RZB sieht steinigen Weg bis zum Aufschwung in CEE


"Obwohl es seit dem Frühling in den meisten etablierten Märkten einige Anzeichen zur Verbesserung der Situation in Zentral- und Osteuropa (CEE) gibt, wird der Aufschwung noch auf sich warten lassen", sagt Peter Brezinschek, Chefanalyst der Raiffeisen Zentralbank Österreich AG (RZB).
 
"Der ATX konnte in den letzten Monaten eine außergewöhnlich gute Performance aufweisen", analysiert Birgit Kuras, Chefanalystin der Raiffeisen Centrobank AG. Der österreichische Aktienmarkt profitiere vor allem von positiven internationalen Vorgaben.
 
Im Rahmen des Branchenszenarios bevorzugt Stefan Maxian, Head of Company Research der Raiffeisen Centrobank AG, "für die Sommermonate eher defensive Werte aus den Bereichen Telekom und Gesundheit, sowie ausgewählte Industrietitel'.
 

Basiseffekt verursacht Rückstand zur Eurozone


 
Laut Brezinschek ist der sogenannte Basiseffekt für die schlechte Positionierung der CEE Länder im Vergleich zur Eurozone und USA verantwortlich.
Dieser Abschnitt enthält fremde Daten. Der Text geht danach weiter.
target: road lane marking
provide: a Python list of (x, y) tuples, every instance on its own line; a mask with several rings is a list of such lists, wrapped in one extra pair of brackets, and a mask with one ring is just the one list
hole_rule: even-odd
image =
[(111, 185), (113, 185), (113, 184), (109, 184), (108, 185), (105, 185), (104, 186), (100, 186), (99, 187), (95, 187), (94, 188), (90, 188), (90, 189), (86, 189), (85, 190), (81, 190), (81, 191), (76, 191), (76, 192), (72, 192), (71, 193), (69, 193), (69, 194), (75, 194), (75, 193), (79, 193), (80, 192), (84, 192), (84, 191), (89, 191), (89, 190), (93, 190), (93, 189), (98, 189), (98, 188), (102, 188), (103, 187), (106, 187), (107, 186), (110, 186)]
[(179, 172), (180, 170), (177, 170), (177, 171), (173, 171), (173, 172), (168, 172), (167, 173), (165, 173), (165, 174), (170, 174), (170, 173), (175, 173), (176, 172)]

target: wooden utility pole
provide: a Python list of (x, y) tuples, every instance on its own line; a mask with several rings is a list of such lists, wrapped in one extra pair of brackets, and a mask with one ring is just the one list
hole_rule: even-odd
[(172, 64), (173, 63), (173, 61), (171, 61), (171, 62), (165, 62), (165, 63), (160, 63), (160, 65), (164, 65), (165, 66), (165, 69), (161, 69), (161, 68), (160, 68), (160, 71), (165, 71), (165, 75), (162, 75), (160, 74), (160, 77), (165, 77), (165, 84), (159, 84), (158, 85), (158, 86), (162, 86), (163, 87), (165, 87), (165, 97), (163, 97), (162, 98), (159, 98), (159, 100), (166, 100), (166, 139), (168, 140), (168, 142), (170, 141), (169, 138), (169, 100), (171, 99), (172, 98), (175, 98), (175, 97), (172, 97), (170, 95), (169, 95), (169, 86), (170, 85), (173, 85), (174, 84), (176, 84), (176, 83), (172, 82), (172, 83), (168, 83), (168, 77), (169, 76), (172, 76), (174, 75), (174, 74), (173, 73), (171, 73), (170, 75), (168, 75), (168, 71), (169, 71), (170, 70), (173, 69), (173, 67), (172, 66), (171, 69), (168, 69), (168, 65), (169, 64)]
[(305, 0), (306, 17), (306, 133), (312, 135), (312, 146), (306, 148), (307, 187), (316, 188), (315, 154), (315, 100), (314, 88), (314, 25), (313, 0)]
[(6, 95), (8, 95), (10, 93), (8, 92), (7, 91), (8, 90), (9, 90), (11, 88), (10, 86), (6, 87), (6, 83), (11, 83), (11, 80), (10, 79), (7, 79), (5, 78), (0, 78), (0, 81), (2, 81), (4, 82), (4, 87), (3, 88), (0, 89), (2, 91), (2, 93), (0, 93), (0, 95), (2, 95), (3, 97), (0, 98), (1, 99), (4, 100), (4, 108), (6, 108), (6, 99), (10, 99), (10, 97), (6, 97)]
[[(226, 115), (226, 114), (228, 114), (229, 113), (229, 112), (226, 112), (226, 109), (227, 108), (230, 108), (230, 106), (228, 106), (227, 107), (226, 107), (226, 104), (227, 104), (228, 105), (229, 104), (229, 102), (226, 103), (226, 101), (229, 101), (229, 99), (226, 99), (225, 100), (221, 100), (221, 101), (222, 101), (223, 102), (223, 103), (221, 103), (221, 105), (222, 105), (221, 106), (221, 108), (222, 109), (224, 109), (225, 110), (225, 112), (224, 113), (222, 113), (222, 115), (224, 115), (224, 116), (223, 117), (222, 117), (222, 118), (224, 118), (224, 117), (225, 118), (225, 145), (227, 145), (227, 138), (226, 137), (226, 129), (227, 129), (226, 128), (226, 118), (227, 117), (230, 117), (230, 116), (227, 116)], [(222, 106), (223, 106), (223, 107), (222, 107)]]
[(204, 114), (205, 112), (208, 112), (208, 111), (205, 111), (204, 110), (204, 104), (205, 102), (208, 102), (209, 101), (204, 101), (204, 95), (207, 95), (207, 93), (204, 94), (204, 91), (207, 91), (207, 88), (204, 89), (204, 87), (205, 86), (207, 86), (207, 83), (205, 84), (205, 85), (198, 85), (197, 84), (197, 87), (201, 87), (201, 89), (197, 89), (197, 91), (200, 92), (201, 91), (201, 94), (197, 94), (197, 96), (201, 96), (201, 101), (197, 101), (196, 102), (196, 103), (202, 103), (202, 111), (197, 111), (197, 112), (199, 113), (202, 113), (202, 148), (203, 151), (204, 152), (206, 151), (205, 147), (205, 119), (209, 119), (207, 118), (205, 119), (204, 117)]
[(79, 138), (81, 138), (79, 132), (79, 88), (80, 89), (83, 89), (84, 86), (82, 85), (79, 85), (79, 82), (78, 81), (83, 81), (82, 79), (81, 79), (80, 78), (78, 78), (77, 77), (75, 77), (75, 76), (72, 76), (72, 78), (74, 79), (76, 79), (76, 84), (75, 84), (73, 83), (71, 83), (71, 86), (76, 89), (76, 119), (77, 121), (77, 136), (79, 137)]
Die BIP-Wachstumszahlen waren im 3. Quartal letzten Jahres noch durchaus beeindruckend und lagen zwischen 6 Prozent in Russland und 9,2 Prozent in Rumänien. Die dadurch hohen Ausgangsniveaus für die Berechnung des Bruttoinlandsprodukts (BIP) für das zweite und dritte Quartal 2009 lassen in diesem Zeitraum weitere Schrumpfungen erwarten.
 
Der BIP-Rückgang 2009 wird folglich in CEE mit knapp 6 Prozent stärker ausfallen als in der Eurozone (minus 4,3 Prozent) und in den USA (minus 3 Prozent). "Der Anpassungsprozess wird in CEE noch einige Jahre andauern, für 2010 erwarten wir nur schwach positive Wachstumszahlen", so Brezinschek. Die Rohstoffpreiserholung sollte Russland (plus 1,5 Prozent) am meisten begünstigen.
 

Wechselkurse und Geldpolitik: Stabilisierung ermöglicht Zinssenkungen


 
Aufgrund des neu gewonnenen Risikoappetits internationaler Investoren und abnehmender Inflationsraten selbst in der Gemeinschaft Unabhängiger Staaten (GUS) kann von einer Senkung der Zinssätze quer durch die Region ausgegangen werden. "Bis Herbst erwarten wir Zinssenkungen von Polen bis nach Russland und in die Ukraine, allerdings stets unter der Voraussetzung beruhigter Devisenmärkte", so Brezinschek.
 
Allgemein sollten die CEE-Währungen gegen Ende des Jahres stabiler werden. Manche temporären Herausforderungen einzelner Länder (im Baltikum) sollten diese Aussichten nicht trüben. Dieses verbesserte Umfeld macht auch Investments in Osteuropaanleihen wieder attraktiv. Die Analysten der RZB empfehlen neben den Eurobonds von Polen (Rating A-) und Ungarn (BBB-) auch die Lokalwährungsanleihen von Polen (Rendite 6 Prozent) und Rumänien (10 Prozent).
 

CEE-Aktienmärkte: Trotz temporärer Rücksetzer weiteres Kurspotenzial


 
Während auf den entwickelten Märkten die Gewinnrevisionsdynamik ihren unteren Wendepunkt durchschritten hat, gibt es bei den Unternehmensgewinnen auf den CEE-Märkten 2009 vorerst keine Lichtblicke. Die Gewinnschrumpfungen von -26 (Kroatien) bis -49 Prozent (Russland) sind auch ein Reflex der anhaltend negativen BIP-Entwicklung bis zum Herbst. Für 2010 bahnt sich dann eine markante Trendwende zu zweistelligem Wachstum an. Die extrem pessimistischen Ertragsschätzungen lassen aber auch positive Überraschungseffekte zu. Deshalb sehen die Analysten in Verbindung mit der positiven Entwicklung auf den etablierten Märkten weiteres Kurspotenzial im zweiten Halbjahr. Russland sollte die größten Chancen aufweisen.